Поверьте, Ваше сиятельство: я хоть и малосилен и изнурен думами о судьбах государства российского, но нисколько не склонен зеленого змия. Однако по недогляду извозчика с бляхой за номером тридцать два — будучи тогда более слаб, чем пьян — оставлен я был после именин купца первой гильдии Ивана Кузьмича Оськина подле ворот своего дома, хотя заплачено извозчику было за то, чтобы доставил он меня куда надо и мое изнуренное тело передал родным и близким. Однако я был брошен на улице, где на меня немедленно напустились городовые Полубуров и Карпенко, говоря мне всякие слова, кои повторить стеснился бы я даже и при дворнике. Поэтому написал я все эти бессовестные слововыражения на отдельном листочке. Он к этому письму приложен в самом конце…»

Его сиятельство немедленно достал из стопки мятых листов последний и его изучил. При этом нашел он несколько новых для себя слов и выражений, отчего настроение его сразу изменилось в лучшую сторону.

«Эти троглодиты, Полубуров и Карпенко, оттащили меня в Госпитальный тупик, где около недели лечили мой организм от холеры столь неопытные медики, что не смогли они отличить простого похмелья от кишечной хвори. И, на случай, если это важно, указываю имя бесчестного извозчика: Африкан Семенов сын Припечкин, проживание имеющий в слободе, что за Рижской заставой.
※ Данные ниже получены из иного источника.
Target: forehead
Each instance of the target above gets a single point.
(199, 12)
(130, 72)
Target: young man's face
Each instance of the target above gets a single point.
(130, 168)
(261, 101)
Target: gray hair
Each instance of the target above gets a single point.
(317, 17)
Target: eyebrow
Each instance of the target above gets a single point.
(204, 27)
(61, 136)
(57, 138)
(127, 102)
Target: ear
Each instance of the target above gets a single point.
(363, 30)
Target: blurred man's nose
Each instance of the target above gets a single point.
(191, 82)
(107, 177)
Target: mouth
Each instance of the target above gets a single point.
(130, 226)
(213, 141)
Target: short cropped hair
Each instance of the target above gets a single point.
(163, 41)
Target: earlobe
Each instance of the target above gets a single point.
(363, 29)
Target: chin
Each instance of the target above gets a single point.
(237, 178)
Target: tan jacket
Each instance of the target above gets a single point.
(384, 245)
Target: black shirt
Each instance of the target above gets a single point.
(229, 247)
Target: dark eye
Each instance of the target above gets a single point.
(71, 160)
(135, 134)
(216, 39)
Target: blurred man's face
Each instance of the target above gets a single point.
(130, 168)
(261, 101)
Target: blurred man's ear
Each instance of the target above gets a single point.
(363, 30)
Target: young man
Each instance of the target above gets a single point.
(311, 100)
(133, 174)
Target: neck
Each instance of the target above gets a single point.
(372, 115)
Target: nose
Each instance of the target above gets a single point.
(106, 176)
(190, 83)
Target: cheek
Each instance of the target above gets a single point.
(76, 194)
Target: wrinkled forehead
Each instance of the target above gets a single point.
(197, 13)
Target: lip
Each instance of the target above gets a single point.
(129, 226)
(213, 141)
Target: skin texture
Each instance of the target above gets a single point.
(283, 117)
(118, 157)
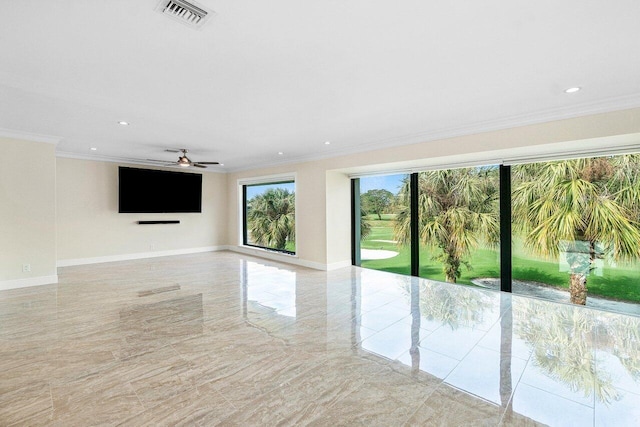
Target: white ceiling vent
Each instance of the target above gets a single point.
(189, 13)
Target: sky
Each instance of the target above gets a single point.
(381, 182)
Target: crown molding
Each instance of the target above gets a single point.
(127, 160)
(29, 136)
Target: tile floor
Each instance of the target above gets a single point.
(225, 339)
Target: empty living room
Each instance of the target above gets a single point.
(301, 213)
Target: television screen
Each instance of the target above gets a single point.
(151, 191)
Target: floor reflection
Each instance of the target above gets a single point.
(522, 354)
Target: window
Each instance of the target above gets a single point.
(382, 206)
(565, 230)
(576, 231)
(459, 225)
(269, 216)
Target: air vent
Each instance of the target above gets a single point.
(186, 12)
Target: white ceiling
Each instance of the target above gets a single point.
(288, 75)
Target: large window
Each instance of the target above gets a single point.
(576, 232)
(565, 230)
(269, 217)
(384, 205)
(459, 225)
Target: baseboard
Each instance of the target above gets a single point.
(286, 258)
(25, 283)
(138, 255)
(339, 264)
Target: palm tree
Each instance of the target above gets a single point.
(365, 225)
(271, 218)
(586, 209)
(457, 210)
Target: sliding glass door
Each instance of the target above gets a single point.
(570, 229)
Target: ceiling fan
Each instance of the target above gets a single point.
(183, 160)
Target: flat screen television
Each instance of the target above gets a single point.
(154, 191)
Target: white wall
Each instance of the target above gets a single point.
(27, 213)
(322, 186)
(90, 229)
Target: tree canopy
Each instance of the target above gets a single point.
(271, 218)
(376, 201)
(457, 209)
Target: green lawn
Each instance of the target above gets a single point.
(622, 283)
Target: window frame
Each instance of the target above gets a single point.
(243, 184)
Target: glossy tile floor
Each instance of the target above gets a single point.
(220, 338)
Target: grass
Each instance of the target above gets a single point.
(620, 283)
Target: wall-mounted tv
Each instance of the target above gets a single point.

Роста он малого, имеет лысую голову и оспатое лицо. Из одежды же запомнил я только сапоги злодея: на левом из них расположены на голенище две латки, у правого подошва отстала и подвязана веревочкой. Это я установил, когда достал он меня из коляски и положил под ворота; его обувь была прямо перед моими глазами и эти сапоги я ни с какими другими не перепутаю, на злодея сразу укажу.

Хорошо еще, что в Госпитальном тупичке сподобил меня Господь не глотать приносимых мне лекарств: токмо в моей палате померло от них никак не менее двух человек, что холеры не имели, а вот от микстур загнулись. Могу, в случае необходимости, назвать и их поименно, поскольку на именинах Ивана Кузьмича сидели мы за одним столом; также известны мне места их упокоения на Селивановском кладбище и ежели следствию понадобится, то я их укажу».

Александр Христофорович вдруг отвлекся на размышление о том, что полное представление о каком-либо событии дает лишь следствие; если исключить полученные на допросе показания и вещественные доказательства, то частенько только и остается от донесения, что букет вздорных слухов да наветов. Однако каждый донос дает полный портрет ябедника. И пусть не передаст бумага, толст доноситель или тонок, более привычна ему фрачная пара или льняная рубаха, по средствам ему мозельское белое или только самая дешевая казёнка – пусть. Зато как на ладони преподносит донос человеческую сущность осведомителя. Парадокс получается: автор доноса зачастую более рассказывает о себе, чем о деле.

Масоны, нерадивый дьяк, именины, холера… Как, однако же, вздохнул генерал, увлекательно у них там, в провинции, существование устроено.